Am 22.02.2012 20:40, schrieb H. S. Teoh:
On Wed, Feb 22, 2012 at 07:56:15PM +0100, Benjamin Thaut wrote:
As I'm not satisfied with the current GC D has and don't see the
situation improving in the future without significant changes to the
compiler I wrote the following document that points out all the
possible issues with garbage collection I could think of and
possible solutions for them. This document is just a draft and only
a proposal, critics and comments are welcome.

Have you seen this?

        http://www.llucax.com.ar/proj/dgc/index.html

Yes I know about dgc it is better but still not on par with for example the GC that is shipped with the .NET 4.0 All I'm saying is that without propper support from the compiler we are not going to get GCs as good as in other modern languages.



[...]
2) Tracking references on the stack:

The D compiler always needs to emit a full stack frame so that the
GC can walk up the stack at any time in the program. The stack frame
of every function generated by the D compiler starts which a
bitfield (usually the size of a machine register) where each bit
indicates that these bytes are a pointer / reference. The bitfield
needs to be large enough to cover the whole stack frame of the
function.

This adds a lot of overhead to the runtime stack, esp. if you have deep
recursion.

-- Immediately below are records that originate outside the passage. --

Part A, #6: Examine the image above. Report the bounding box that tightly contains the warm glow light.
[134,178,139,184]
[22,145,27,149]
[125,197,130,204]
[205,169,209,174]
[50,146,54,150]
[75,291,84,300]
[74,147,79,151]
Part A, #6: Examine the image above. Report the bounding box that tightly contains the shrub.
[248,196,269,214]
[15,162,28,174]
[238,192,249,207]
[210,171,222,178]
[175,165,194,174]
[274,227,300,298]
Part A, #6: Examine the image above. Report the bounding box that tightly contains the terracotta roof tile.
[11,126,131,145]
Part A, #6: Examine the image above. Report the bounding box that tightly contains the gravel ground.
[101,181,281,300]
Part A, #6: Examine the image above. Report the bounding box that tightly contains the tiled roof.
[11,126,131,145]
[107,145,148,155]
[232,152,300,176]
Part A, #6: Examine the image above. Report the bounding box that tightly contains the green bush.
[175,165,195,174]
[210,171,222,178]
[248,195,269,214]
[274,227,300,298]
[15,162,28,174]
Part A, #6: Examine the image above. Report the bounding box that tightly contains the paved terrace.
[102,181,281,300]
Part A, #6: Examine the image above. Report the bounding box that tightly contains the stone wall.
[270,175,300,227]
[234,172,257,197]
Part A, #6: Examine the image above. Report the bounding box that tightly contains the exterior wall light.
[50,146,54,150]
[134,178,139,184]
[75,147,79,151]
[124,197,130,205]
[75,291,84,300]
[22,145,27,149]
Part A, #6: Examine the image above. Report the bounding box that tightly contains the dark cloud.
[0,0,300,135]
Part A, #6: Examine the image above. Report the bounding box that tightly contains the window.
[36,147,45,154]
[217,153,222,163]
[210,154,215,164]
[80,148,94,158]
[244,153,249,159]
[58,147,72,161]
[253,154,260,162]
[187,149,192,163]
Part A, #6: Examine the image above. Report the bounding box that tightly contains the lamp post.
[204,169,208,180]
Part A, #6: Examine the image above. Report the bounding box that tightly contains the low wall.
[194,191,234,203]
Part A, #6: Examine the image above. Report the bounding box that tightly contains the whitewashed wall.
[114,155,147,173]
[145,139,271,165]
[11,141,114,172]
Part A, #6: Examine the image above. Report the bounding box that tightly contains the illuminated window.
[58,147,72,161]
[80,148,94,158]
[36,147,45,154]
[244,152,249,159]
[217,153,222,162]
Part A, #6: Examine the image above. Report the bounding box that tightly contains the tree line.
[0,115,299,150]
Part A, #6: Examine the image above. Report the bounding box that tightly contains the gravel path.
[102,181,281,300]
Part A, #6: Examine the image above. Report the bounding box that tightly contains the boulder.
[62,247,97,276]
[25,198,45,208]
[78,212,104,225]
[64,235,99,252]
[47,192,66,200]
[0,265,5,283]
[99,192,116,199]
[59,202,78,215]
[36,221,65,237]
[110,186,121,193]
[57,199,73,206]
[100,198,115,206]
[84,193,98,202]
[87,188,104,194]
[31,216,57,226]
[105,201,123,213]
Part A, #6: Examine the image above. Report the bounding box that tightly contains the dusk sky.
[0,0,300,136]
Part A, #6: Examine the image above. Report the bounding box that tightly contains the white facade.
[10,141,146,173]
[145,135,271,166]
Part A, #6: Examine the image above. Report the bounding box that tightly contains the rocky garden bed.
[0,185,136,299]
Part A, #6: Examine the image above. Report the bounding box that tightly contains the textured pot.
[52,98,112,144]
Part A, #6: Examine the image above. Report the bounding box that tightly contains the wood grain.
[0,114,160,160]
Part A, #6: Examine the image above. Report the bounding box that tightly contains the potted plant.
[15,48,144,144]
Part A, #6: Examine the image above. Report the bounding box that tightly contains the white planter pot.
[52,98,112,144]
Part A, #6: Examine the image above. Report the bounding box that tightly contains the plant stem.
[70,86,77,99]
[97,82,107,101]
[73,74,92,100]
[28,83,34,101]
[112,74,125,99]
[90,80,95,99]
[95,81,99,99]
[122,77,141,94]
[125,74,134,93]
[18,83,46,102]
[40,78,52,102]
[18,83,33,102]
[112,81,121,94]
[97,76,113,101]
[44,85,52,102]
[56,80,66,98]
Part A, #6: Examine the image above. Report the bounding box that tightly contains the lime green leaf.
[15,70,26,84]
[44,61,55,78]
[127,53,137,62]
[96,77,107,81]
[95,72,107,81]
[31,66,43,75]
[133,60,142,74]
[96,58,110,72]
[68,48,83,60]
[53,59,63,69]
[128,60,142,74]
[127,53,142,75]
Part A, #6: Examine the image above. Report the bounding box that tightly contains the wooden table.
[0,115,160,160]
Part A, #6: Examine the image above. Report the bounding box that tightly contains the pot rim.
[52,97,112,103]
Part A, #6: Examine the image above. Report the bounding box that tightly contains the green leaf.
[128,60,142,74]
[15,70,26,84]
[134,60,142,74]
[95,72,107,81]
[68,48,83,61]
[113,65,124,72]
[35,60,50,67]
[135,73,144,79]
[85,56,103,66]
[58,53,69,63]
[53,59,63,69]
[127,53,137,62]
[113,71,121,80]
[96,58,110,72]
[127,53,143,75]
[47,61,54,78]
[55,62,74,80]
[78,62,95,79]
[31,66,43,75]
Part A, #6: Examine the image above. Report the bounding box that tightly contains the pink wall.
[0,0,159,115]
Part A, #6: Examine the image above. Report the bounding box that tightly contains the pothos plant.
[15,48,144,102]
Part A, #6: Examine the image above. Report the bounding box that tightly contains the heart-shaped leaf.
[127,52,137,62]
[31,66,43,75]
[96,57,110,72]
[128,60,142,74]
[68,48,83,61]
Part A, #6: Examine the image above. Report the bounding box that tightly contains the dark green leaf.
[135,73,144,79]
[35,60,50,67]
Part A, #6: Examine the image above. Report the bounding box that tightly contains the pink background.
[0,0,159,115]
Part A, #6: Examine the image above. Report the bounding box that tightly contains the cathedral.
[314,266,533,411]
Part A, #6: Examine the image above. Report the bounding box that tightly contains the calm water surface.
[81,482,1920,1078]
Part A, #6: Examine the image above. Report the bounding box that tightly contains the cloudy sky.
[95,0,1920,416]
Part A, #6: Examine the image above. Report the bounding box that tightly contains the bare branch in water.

It's also not necessarily faster, since the GC now has to
parse a bitfield (a variable-length encoded bitfield, no less), instead
of just scanning words directly, which can be optimized by CPU-specific
microcode depending on the target platform.


If you have a better idea for percise stack scanning I'm open for suggestions.


[...]
Every scope generated by the D compiler would need additional code
at the start and end of the scope. When the scope is entered the
bitfield would be patched to represent the new variables inside the
scope and when the scope is left the bitfield is patched again to
remove the changes that were made on entering the scope.

This would introduce quite a lot of overhead per scope. It will also
lead to strange things like:

        if (x) y();     // faster
        if (x) { y(); } // slower

which will encourage people to omit {} after if, which makes code more
fragile and hard to read.


Scopeds that don't have variables declared inside them don't need the bitfield patching. so that argument is completely pointless. Scopes that contain varaibles that are not pointers or refrences also don't need the patching.


Every time a function gets called that did not get generated by the
D compiler ( C / C++ etc functions) the compiler generates a call
into the runtime and passes the current stack pointer and stack base
pointer to it.

void _d_externalCallStart(void* stackptr, void* baseptr);

Every time such a function returns the compiler   generates a call
into the the runtime too.

void _d_externalCallEnd(void* stackptr, void* baseptr);

Every time a functions that can get called from other languages
(extern(C) etc) are executed the end callback is inserted at the
start of the functions and the start callback is inserted at the end
of the function.
Using these callbacks the GC can mark certain parts of the stack as
"non-D" and ignore them when scanning for bit fields and
references/pointers. It can just skip parts of the stack that are
"non-D" and therefore does not need a full stack frame within these
"non-D" sections.

This may not be a bad idea, though it does introduce some overhead when
you cross language boundaries.


All these features are required so that the GC can precisely scan
pointers/references on the stack and change them as necessary.
Remaining issues: The D compiler can freely move around value types
on the stack. With such move operations it would be necessary to fix
up all the bit fields. I needs to be investigated if this is doable.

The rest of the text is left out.